Book Jar Recs is a weekly feature where I recommend three books based on an idea, theme, or random word. Each theme has been randomly pulled out of a jar (inspired by a TBR jar). If you have any ideas you’d like me to put in the jar, feel free to share them in the comments below. You can also read my introduction post on this feature here.
This week’s theme is ‘only standalone’. I took that to mean books that are written as standalones with characters you’d love to hear about again, but deep down inside know their story is over and wouldn’t work beyond that one book.
Saint Anything by Sarah Dessen has been one of my favourite reads of 2015. The way it discussed feeling invisible spoke to me on so many levels and for that I’m glad it was my first Dessen novel. Sydney has always felt invisible, living in the shadow of her older brother, Peyton. At the beginning, Peyton is sentenced to jail for a drunk driving accident, and when her parents continue to hold Peyton in that golden light, Sydney feels she has to shoulder the guilt of what happened to the victim of the accident.
Dessen has created characters who can appeal to different kinds of readers. They all have different stories about feeling invisible as well as being visible in the ways we don’t want to be. This is a book that speaks to you, whether you’re a contemporary reader or a fantasy reader; whether you’ve had that feeling of invisibility or not. I saw experiences of several characters not only in myself, but also in people I know. That’s the sort of thing I value in a book.

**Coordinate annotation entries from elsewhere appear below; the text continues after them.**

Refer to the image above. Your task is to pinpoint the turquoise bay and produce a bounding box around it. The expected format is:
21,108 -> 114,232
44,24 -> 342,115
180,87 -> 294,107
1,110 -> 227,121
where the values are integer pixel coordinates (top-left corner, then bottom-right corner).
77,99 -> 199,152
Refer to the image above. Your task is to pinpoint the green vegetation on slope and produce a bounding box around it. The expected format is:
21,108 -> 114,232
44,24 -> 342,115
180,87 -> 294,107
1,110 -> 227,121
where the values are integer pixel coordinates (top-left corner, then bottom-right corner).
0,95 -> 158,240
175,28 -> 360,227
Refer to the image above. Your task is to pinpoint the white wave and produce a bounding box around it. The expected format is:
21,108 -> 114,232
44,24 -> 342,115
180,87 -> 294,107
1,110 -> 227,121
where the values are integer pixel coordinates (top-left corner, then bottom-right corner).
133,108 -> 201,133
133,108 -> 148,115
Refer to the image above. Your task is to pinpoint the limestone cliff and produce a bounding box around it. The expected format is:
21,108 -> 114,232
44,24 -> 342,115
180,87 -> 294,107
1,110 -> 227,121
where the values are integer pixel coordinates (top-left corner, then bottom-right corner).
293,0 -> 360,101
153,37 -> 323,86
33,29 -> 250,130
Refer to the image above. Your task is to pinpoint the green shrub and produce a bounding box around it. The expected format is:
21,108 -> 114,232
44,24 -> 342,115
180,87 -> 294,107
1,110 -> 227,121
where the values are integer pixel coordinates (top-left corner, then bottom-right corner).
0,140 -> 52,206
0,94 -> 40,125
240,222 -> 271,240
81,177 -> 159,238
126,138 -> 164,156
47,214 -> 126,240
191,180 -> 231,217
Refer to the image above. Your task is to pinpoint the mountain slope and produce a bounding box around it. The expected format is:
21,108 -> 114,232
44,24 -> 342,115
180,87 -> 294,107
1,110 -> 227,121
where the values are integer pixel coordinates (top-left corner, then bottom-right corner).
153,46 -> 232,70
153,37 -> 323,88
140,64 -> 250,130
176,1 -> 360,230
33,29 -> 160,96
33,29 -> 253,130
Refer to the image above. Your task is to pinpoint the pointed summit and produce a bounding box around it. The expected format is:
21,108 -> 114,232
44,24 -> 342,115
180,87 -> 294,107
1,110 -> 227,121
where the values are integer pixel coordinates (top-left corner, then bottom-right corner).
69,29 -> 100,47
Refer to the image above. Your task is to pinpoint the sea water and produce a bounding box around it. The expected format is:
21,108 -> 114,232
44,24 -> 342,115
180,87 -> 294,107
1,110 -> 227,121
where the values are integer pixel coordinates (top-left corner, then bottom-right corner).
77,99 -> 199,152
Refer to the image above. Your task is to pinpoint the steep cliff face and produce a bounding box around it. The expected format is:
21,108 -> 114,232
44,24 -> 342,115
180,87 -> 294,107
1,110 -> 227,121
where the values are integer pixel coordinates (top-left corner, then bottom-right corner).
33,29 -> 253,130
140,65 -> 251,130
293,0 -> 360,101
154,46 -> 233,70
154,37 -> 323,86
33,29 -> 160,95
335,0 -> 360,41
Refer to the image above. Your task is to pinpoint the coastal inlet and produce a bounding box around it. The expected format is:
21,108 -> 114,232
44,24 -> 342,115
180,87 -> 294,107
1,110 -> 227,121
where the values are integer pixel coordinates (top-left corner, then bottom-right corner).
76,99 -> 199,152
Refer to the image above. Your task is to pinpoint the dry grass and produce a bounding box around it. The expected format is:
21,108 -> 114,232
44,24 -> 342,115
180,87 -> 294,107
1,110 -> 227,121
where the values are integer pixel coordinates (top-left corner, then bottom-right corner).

After reading My Sister’s Keeper, Jodi Picoult became an instant fave of mine and I just had to read more of her books. I mainly picked up Songs of the Humpback Whale because I saw the title and thought oh! something about humpback whales (I was going through this humpback-obsessed phase at the time). Even though it was not directly about humpback whales (one of the main character’s studies them so it’s a central aspect of the plot), I still loved it!
Jane and Oliver Jones have had a rocky marriage and when Oliver chooses career over family yet again, Jane decides enough is enough and leaves with her daughter, Rebecca for her brother’s apple farm. Character development is huge and Picoult lays out all this emotion in the same way that had me falling in love with My Sister’s Keeper. The one thing I strongly disliked – maybe even hated – about the novel was the ending. I personally didn’t agree with Jane’s choice at the end; I felt like that choice made all the growth gained throughout the novel all for nothing. All in all, it’s interesting to think about what I’d do differently because in that way I’m somewhat in Picoult’s head. If you’ve read this book, I’d love to know if you agreed with the ending.
*Side Note: The cover above is the edition I own and even though there’s a lot of covers around, this one doesn’t seem to be in print anymore (or readily available in the above retailers).
Black Ice by Becca Fitzpatrick was a somewhat surprisingly, enjoyable read for me. I was familiar with her popular Hush, Hush series (still on my TBR) but having never read her, I didn’t have any expectations. I was actually a bit nervous of how that shift from urban fantasy to contemporary went for her. Fitzpatrick understands the contemporary genre really well. I’m not a big contemporary reader, so becoming a new fan of Fitzpatrick through Black Ice was a big thing for me. I don’t know when I’ll get to her Hush, Hush series, but I will be making time for her recent release, Dangerous Lies (especially since I won an arc!).
In Black Ice, the main character is Britt Pheiffer and I took an instant liking to her. She’s been training for a hiking trip to the Teton Range with her best friend for the past year. Things take a turn for the worst when the two of them get lost in a major snowstorm and are forced to shelter in a cabin with two dangerous strangers. Britt also needs to watch out for the serial killer, who may or may not be involved with these strangers. The mystery surrounding the serial killer was well-played; I didn’t figure it out until very close to the end – and I’m great at figuring out those things! The entire survival aspect, and Britt needing to rely on what she’s learned in the past year was well-researched. I’d without a doubt recommend this thrilling novel!
Disclaimer: I won a finished copy from a Simon and Schuster CA giveaway. This has in no way altered my honest opinion of the book.